Norberto Bobbio em um de seus livros demonstra que a díade direita/esquerda ainda guarda sentido, embora seja mais complexa que d’antes. Daí merecer reflexões sobre suas mutações diante de um mundo um tanto diferente do século XVIII, quando os revolucionários franceses cunharam os termos.
Raciocinar por dicotomias pode simplificar retóricas em disputa de poder na arena política, tornando mais incompreensível a realidade. Nesta os interesses tipicamente do campo da direita e da esquerda parecem atingir a uma ordem de grandeza jamais vista.
A direita elegeu a liberdade como máxima moderna e a esquerda a igualdade. A liberdade circunscreve-se no mercado capitalista e na política liberal da democracia constitucional sonhados como situações históricas complementares, quase sinônimas.

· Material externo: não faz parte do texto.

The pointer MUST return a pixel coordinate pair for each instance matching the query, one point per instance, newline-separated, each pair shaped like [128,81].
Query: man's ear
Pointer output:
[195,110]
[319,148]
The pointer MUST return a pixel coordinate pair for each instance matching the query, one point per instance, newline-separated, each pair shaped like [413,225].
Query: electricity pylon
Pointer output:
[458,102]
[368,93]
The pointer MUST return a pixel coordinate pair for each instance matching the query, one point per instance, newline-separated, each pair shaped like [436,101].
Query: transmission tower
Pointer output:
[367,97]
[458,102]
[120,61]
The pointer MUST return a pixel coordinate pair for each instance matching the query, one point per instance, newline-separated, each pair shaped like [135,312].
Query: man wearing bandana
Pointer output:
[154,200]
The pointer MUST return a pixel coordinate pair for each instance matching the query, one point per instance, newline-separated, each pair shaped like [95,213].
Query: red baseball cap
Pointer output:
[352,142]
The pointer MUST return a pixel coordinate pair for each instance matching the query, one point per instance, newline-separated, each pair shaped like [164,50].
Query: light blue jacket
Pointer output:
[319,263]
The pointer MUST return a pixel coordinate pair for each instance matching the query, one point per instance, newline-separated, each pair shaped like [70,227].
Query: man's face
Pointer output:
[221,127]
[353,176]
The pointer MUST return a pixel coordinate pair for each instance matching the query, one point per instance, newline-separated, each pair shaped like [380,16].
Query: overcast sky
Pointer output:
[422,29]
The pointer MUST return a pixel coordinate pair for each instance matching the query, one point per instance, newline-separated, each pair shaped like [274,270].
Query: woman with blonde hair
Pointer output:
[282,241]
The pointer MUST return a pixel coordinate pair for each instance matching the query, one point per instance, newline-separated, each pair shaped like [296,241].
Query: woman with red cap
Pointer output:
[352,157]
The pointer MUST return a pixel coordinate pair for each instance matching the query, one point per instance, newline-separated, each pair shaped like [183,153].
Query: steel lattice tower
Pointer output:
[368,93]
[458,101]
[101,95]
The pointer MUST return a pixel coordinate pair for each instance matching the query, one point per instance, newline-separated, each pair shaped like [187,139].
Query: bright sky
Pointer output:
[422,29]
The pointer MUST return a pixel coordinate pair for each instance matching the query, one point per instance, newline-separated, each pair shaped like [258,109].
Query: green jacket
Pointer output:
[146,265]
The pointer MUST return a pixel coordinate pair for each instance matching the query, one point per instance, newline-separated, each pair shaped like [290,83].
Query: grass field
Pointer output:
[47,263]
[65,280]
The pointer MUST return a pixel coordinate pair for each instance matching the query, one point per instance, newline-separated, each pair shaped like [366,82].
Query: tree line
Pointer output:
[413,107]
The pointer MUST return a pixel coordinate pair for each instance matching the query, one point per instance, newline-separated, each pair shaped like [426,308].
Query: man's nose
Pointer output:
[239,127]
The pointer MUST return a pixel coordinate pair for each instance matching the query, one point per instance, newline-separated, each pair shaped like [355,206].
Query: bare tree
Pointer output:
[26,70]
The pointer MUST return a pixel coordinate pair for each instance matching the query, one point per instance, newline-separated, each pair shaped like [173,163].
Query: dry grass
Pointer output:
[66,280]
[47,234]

A esquerda, por sua vez, refere-se à bandeira igualitária, vale dizer, fundada no compromisso com a superação das desigualdades (estruturais e culturais), propondo a eliminação da sociedade de classes. A luta por igualdade como processo social implicou em compromissos legítimos – pois moralmente aceitáveis, com a reparação de danos. Todavia, estas mostraram-se não somente insuficientes para a erradicação de desigualdades, mas cada vez mais desconectadas quanto às consequências de suas escolhas.
Estacionadas nesse patamar das reformas consentidas pelo mercado canibal, as esquerdas patinam no “transformismo” , sob riscos conhecidos de ampliação do fosso das desigualdades. O governo Lula afirmou conquistas e elas se esfumaram no ar ainda no governo Dilma. Hoje o imbróglio social é parte dos “acordos caracu” firmados desde 2002.
A direita liberal perdeu muito espaço diante de um mercado voraz, seletivo e predador que é aquele dominado pelos interesses financeiros. A esquerda, de sua parte, fragmentou-se em suas tentativas pragmáticas e imediatas de redução de danos, desgastando-se nas experiências de “governabilidade” na exata medida das crises do capitalismo e na coqueluche dos movimentos identitários. Ambas tendem a tornar inefetivos os muitos direitos fundamentais de cariz social necessários para empreender lutas mais amplas capazes de redefinir relações de poder dos quem de fato mandam no mundo.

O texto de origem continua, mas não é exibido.